On February 8, 2012, Plaintiffs filed a motion to reopen the case, add Secretary Sebelius as a defendant, and to supplement the complaint. Plaintiffs
also filed a motion for a preliminary injunction and summary judgment seeking immediate relief that would allow over the counter (OTC) access for all levonogestrel-based
EC (both one and two pill versions) with no age or point of sale restrictions. Following those filings, the court issued an order to show cause to the
FDA, asking the FDA to explain why it should not make Plan B available to those persons whom the studies submitted to the FDA demonstrate are capable
of understanding when the use of Plan B is appropriate and the instructions for its use. ,
On April 5, 2013, the court granted summary judgment to the Plaintiffs on the grounds that the FDA, acted arbitrarily and unreasonably in once again denying the Citizen’s Petition. The Court found that the agency’s action was a direct result of the Secretary’s unprecedented and politically motivated decision to overrule the FDA’s recommendation allowing Plan B One-Step to go over the counter without restrictions. The court ordered the FDA, within 30 days, to allow levonogesterel emergency contraception to go completely over the counter, but granted the FDA discretion to decide if over-the-counter access should be limited to one pill products.

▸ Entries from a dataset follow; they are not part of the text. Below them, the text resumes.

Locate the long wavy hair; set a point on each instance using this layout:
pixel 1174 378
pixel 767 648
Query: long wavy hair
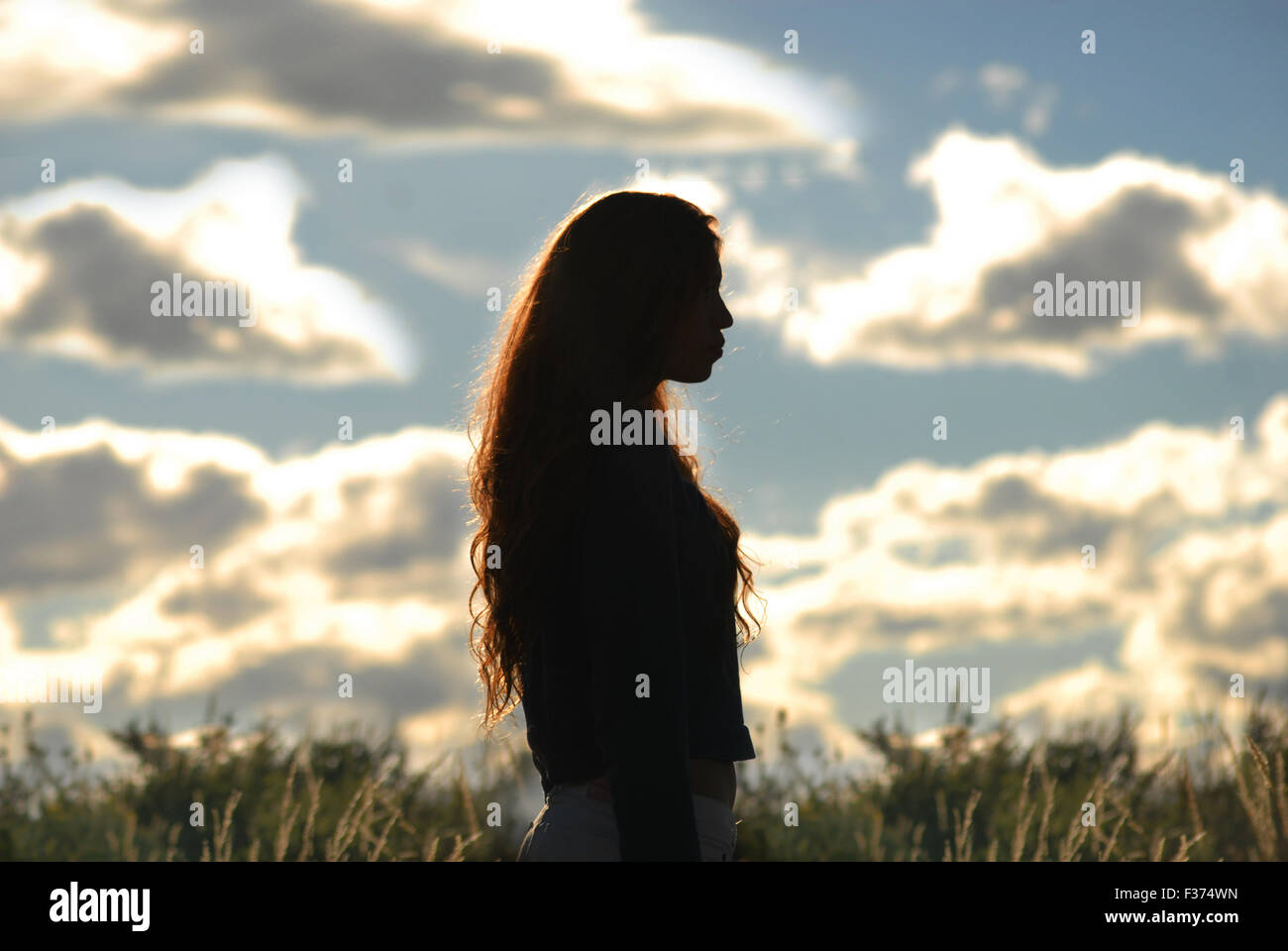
pixel 590 324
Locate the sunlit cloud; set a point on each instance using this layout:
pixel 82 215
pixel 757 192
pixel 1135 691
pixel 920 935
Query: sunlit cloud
pixel 443 73
pixel 1188 534
pixel 1211 260
pixel 84 261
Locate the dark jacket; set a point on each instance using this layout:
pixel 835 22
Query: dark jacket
pixel 643 596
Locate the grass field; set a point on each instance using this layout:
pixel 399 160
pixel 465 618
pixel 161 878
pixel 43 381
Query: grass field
pixel 978 796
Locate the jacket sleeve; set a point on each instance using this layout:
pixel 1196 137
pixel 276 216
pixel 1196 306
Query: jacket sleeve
pixel 631 596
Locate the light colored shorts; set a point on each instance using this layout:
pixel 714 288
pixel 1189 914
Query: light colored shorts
pixel 572 826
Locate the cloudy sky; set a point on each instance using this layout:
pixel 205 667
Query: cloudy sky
pixel 892 182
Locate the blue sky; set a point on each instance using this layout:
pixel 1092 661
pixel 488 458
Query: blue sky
pixel 911 171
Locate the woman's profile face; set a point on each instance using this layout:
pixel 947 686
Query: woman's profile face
pixel 697 343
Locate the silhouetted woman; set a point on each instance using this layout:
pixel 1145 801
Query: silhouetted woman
pixel 610 577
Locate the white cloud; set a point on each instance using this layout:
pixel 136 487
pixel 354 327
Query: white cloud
pixel 588 71
pixel 1001 82
pixel 1189 528
pixel 1211 258
pixel 82 260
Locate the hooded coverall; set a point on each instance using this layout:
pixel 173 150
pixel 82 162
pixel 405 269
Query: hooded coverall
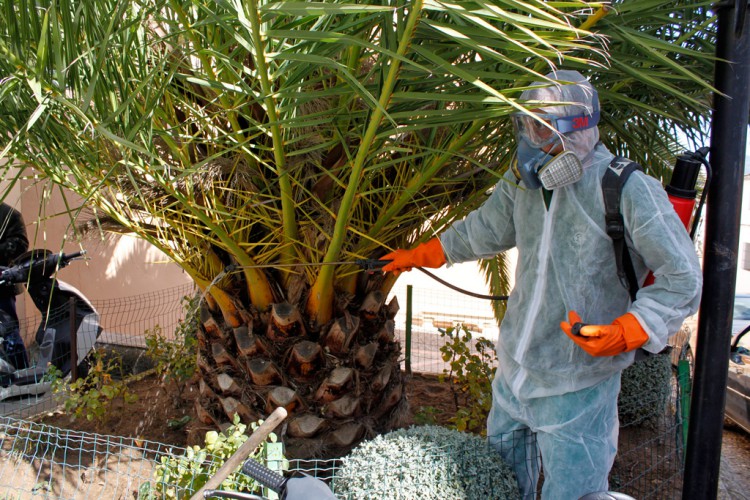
pixel 545 384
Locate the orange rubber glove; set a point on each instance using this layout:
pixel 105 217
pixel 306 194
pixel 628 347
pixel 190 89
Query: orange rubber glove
pixel 623 335
pixel 428 254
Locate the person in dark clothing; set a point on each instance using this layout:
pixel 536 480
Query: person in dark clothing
pixel 13 243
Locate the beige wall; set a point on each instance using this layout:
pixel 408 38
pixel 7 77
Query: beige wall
pixel 121 270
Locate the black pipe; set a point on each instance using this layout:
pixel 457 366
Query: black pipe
pixel 728 136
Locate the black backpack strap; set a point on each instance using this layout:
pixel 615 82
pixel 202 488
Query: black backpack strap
pixel 614 179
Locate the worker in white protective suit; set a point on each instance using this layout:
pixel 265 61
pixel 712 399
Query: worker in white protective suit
pixel 552 383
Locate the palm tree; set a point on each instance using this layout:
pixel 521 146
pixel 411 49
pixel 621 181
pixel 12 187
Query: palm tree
pixel 266 146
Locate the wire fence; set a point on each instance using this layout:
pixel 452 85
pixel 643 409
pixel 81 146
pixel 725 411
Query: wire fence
pixel 38 459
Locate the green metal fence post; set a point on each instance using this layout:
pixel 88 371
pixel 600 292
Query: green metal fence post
pixel 408 328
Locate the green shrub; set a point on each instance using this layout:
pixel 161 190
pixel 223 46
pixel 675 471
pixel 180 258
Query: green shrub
pixel 470 377
pixel 175 359
pixel 180 477
pixel 645 391
pixel 425 462
pixel 91 396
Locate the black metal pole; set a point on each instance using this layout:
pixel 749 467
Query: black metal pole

Instead of complying with the court’s order, the FDA approved an application by Teva for Plan B One Step to be made available OTC for women 15 years and older. The Defendants then filed a notice of appeal with the Second Circuit Court of Appeals and a Motion for Stay with the District Court. During oral argument on May 7, the court publicly rebuked the Defendants’ arguments, likening the age restrictions and I.D. requirements for EC to voter suppression and citing the disproportionately negative impact of these arbitrary restrictions on young women, poor communities, and women of color. Accordingly, the court denied the Motion for Stay on May 10.
The Defendants filed a Motion for Stay with the Second Circuit, asking to be excused from compliance with the District Court’s order while their appeal was pending. At the beginning of June, the Second Circuit held that the Government had to make the two-pill products available immediately, but not one-pill products.
The Government then opted to make Plan B One-Step available, rather than the two-pill products, and so, on June 10, 2013, they submitted a letter to the district court asking if approval of an sNDA from Teva to make Plan B One-Step available OTC without any age or point of sale restrictions would satisfy the April 5, order. On June 12, 2013, the court approved the Government’s proposal, and on June 20, 2013, the FDA announced that it had approved Teva’s request to make Plan B One-Step available OTC. Teva is now distributing the product to pharmacies and grocery stores, including stores that do not have a pharmacy on-site. Because it has now complied with Judge Korman’s order, the Government dismissed its appeal to the Second Circuit on July 23, 2013.
While Plan B One-Step is now out on the shelves in some locations, the FDA unfortunately granted Teva three years of exclusivity, which means that until April of 2016, generic products will only be available for those 17 and older with proof of age, and to women under 17 or without ID by prescription. This decision came in spite of the district court’s plea to the FDA not to grant exclusivity, which would “only burden poor women” by keeping restrictions in place for less expensive products. In spite of this, our long-fought battle over access to emergency contraception has resulted in significantly increased access to a safe and effective means of preventing unwanted pregnancy.